Several media have insinuated that because I claim to own a 4Gs network, I should actually own a 4G network, rather than 'an all IP, HSPA+ 900/2100 network with theoretical maximum speeds of 21 Mbps'. This ad, I mean apology, was designed by my anonymous ad agency to show you how stupid it all is, you know, using all this technical mumbo jumbo instead of just saying 4Gs. Consumers ain't that bright you know (with apologies to consumers bright enough to realise I just insulted you - but I don't expect there will be very many).
We at Cell C are serious about the user experience and about transparency. It's all part of our
communication strategy corporate culture and this is why we picked a comedian as our Chief Experience Officer.
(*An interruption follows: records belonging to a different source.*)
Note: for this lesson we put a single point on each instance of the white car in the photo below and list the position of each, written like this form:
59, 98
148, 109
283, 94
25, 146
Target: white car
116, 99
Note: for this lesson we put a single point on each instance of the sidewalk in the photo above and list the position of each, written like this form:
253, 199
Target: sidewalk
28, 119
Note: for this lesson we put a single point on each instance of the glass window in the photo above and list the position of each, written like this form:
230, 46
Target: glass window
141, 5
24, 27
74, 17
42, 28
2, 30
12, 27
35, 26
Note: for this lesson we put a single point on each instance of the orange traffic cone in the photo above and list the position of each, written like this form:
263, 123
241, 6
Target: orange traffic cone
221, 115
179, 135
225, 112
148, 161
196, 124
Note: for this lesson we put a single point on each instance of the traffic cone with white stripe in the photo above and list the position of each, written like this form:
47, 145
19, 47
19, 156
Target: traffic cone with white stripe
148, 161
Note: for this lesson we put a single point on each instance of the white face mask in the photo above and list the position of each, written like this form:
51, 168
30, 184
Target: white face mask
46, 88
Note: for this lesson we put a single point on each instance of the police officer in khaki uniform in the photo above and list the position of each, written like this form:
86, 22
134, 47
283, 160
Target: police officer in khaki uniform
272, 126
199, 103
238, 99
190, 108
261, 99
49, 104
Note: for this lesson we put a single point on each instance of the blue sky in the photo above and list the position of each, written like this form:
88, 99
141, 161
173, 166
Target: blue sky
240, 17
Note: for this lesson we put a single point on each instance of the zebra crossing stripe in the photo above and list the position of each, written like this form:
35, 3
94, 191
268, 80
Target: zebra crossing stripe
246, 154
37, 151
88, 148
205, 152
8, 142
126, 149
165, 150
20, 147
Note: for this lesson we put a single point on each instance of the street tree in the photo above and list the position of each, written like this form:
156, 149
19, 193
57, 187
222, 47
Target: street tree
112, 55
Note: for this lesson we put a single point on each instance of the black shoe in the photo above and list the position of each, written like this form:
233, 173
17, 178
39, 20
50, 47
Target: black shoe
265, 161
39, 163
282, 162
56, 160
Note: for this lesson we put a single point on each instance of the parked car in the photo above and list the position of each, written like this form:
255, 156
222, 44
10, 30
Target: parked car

We never joke about such things unless we edit the material into a YouTube ad we use to pull one over all those social media types. Ha-ha. That was a good one, poor old Walter Pike, gotcha mate. Yeah, we care. Build a bridge, dude. You social media guys are so seriaas.
my copywriters me to expand a little on our thinking:
FACT 1: 8.TA IS GOING TO COMPETE ON PRICE AND THAT WAS SUPPOSED TO BE OUR NICHE
Sh*t. If Telkom's new mobile offering, 8.ta, is going to beat us on pricing and word of mouth undermines our service level claims, what's our niche? Our agency told us we could always differentiate on customer service and experience. It's great that thousands of people have been moved by our campaign to complain about our service levels.
FACT 2: WE CAN CHANGE THE MEANING OF ACRONYMS AT WILL
Or at least, copywriters can, and let's face it, the education system isn't what it used to be, so nobody will notice. 4Gs stands for 4 Great Speed, 4 Great Service, 4 more Great Service and 4 Great Savings. The Art Director says so.
FACT 3: TWO WAY COMMUNICATION = A PRINT MAGAZINE
We here at Cell C are dedicated to two-way communication. It's all the rage these days. With that in mind we have decided to bypass those annoying journalists by giving "our brand a very credible voice in the data and wider technology space" in the form of a new print magazine. What with living in the mobile age and all our users already having access to cellphones, print is definitely the way to consumer hearts. At least we can edit any pesky letters to the Editor.
FACT 4: AM I RUNNING OUT OF SPACE YET?
God these full page text ads are a lot of work. Placing it in a Sunday broadsheet will guarantee that consumers take their time to read it properly - especially in a potentially slow news cycle. Holding thumbs nothing big happens on Saturday.
On that note I'd like to thank all our dedicated readers, if you suffered reading through our entire ad, you really deserve something, like a life, which obviously you lack. (My agency will apologise in due time, depending upon budget and how bored the copywriters are.)